The good people of Birmingham complain openly (and often privately to me) that they get a raw deal from the BBC. Not enough programme-making, not enough investment, not enough of anything. Are you listening, London? Somehow there seem to be extra helpings of flim-flam tomorrow as the corporation announces that the Genting Arena, Brum – “a city with a rich sporting heritage, birthplace of the English football league” – will hold the “most eagerly anticipated awards night” of this “extraordinary” year. The director of BBC Birmingham hymns Edgbaston Test matches and Ryder Cups at the Belfry as he “rolls out the red carpet” for Sports Personality of the Year.
Only a diehard West Midlands cynic, perhaps, would note that the BBC doesn’t do Test cricket or Ryder Cups any longer: and that this brave PR proclamation of Birmingham hegemony comes to us courtesy of Karen Williams, “publicist, England”, in BBC Quay House, Media City, Salford. “Please note I only work Mon-Wed”.

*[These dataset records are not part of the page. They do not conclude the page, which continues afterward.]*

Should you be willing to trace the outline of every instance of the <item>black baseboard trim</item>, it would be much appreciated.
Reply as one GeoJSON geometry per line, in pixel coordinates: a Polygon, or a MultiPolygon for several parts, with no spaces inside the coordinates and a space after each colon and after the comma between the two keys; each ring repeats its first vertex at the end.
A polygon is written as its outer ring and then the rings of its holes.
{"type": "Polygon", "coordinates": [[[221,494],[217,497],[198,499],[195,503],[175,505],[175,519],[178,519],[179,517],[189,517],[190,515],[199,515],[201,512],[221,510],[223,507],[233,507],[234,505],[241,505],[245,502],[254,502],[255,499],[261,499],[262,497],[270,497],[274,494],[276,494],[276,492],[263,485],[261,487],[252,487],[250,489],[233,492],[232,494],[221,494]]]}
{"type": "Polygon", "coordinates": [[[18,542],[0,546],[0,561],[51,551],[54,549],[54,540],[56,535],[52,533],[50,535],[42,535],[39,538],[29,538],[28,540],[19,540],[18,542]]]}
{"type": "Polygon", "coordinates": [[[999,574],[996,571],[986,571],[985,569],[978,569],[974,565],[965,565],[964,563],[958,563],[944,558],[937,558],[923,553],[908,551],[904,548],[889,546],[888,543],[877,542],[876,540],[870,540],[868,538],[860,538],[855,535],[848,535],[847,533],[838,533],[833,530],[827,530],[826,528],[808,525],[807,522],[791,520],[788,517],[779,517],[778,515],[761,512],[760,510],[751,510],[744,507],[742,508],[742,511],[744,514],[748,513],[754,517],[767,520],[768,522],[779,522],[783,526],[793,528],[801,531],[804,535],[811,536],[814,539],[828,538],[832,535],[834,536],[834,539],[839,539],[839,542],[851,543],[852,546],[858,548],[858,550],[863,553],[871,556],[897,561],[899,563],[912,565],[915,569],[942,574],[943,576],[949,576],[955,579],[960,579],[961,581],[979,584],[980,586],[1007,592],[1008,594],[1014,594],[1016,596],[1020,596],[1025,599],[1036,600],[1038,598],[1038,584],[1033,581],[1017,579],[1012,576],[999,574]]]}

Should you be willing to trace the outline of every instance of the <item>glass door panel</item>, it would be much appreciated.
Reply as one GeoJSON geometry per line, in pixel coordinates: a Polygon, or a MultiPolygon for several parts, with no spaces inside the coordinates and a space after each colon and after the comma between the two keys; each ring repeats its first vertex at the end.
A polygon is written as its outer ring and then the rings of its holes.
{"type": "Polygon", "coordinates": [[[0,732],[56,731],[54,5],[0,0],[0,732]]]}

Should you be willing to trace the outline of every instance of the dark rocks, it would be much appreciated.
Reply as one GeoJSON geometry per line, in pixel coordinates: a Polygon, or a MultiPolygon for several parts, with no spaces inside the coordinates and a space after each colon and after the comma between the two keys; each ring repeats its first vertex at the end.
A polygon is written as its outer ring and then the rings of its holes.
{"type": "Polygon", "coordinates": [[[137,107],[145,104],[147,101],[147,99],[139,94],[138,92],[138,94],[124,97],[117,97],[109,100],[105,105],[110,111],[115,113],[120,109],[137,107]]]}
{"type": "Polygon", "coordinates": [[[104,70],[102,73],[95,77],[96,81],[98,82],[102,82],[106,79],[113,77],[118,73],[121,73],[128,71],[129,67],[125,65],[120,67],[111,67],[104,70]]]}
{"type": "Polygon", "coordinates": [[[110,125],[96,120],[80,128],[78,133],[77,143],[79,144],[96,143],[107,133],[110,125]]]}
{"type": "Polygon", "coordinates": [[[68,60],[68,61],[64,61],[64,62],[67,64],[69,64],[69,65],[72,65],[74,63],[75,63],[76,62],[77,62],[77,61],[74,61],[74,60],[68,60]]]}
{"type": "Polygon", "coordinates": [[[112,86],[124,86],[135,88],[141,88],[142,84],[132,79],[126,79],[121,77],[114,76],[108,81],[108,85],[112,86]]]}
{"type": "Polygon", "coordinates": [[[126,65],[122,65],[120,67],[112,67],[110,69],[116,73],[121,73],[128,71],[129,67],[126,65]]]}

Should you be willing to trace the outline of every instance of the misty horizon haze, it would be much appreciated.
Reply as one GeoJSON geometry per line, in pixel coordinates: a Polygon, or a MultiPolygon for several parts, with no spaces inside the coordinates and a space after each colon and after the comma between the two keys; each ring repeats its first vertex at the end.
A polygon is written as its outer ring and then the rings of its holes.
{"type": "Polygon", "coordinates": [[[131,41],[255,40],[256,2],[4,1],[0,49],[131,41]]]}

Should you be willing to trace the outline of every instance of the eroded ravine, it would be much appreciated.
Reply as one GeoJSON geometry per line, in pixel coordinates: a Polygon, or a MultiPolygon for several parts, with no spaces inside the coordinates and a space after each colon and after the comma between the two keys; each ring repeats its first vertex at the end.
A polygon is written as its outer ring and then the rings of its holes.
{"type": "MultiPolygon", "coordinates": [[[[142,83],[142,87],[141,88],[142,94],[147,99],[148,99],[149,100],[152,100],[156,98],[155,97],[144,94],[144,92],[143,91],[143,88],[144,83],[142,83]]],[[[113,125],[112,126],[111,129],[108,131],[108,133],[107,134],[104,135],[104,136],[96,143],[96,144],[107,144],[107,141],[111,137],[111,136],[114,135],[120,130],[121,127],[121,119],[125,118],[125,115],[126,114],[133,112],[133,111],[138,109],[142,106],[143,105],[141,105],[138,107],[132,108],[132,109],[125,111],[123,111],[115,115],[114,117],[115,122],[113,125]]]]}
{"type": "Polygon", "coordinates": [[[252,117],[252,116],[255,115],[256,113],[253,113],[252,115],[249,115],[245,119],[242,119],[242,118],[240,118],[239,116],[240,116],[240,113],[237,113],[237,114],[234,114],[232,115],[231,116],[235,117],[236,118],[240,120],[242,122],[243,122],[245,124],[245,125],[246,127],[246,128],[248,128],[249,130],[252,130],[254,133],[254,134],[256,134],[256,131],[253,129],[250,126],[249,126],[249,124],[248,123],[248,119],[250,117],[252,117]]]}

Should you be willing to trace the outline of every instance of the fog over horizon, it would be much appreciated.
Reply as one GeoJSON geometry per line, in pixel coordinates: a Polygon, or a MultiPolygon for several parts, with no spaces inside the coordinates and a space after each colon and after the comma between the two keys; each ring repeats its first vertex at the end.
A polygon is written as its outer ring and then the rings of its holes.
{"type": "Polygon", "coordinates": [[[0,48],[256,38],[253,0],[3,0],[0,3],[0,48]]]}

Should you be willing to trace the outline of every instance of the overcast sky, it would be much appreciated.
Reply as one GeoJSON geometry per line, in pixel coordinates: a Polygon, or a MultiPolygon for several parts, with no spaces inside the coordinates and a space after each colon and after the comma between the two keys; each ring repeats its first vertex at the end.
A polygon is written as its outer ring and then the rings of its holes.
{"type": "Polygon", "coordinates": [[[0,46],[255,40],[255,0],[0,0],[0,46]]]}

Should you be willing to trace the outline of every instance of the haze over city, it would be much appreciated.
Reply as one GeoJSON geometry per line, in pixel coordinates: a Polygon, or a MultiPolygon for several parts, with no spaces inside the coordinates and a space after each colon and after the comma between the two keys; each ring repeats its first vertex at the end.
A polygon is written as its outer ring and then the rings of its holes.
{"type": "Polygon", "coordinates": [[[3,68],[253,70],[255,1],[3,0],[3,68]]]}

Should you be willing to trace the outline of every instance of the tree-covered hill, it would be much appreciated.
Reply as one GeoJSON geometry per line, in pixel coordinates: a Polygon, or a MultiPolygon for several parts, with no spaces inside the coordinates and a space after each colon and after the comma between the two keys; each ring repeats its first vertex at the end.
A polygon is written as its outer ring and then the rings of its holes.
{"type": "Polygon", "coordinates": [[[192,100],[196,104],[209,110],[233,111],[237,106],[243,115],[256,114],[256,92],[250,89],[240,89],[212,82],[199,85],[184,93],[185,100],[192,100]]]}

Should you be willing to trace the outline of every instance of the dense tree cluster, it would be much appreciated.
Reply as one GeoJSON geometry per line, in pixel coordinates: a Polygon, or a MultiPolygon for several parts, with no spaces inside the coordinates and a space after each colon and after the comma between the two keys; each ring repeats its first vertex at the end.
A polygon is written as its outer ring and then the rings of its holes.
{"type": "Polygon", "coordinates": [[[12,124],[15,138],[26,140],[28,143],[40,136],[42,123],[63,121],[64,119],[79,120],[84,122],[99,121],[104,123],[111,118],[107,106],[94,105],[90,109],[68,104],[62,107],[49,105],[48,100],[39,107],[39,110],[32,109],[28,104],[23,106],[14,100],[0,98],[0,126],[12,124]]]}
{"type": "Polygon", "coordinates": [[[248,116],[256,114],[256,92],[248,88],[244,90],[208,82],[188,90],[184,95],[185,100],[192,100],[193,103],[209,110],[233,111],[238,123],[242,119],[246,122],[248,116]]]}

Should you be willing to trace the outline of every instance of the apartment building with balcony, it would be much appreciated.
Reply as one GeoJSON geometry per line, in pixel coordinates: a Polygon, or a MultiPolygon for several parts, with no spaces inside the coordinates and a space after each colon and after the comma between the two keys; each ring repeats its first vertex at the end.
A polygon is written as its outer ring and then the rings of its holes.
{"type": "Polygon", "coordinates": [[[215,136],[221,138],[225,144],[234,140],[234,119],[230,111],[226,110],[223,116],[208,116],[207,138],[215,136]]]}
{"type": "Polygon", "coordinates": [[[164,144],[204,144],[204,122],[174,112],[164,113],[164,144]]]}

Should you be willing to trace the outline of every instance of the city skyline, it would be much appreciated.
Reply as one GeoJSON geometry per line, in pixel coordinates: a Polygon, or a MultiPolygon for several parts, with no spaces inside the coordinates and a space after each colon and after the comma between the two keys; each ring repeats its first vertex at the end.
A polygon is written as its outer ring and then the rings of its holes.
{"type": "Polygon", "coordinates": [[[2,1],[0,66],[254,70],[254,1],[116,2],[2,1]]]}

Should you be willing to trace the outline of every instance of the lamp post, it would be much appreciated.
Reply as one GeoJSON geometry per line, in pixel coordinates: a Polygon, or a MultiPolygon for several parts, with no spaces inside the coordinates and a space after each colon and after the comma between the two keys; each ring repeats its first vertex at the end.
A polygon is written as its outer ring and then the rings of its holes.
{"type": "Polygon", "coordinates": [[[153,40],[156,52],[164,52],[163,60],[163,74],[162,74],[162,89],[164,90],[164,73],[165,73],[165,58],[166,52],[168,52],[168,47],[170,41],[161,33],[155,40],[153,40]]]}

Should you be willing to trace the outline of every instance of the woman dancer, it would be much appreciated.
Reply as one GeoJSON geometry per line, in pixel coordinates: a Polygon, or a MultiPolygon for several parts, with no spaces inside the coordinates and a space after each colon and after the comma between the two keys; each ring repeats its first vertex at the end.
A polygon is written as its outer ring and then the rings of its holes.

■ A few statistics from last weekend tell the story. Newspaper sales, in the midst of political crisis, were up an average of 7% overall. The Guardian added 80,000 on Saturday, the Times 100,000. The Guardian broke all previous web records with 17.2 million unique visitors and 77 million page views on Leave Friday. The FT, which briefly knocked down its paywall, recruited six times the normal number of subscriptions in a trice.
That doesn’t mean that broadcasters missed out. The Marr show on Sunday notched 2.7 million viewers. But it does, perhaps, illustrate the fact that democracy is a platform for many voices – and that when it’s in crisis we want to hear them all.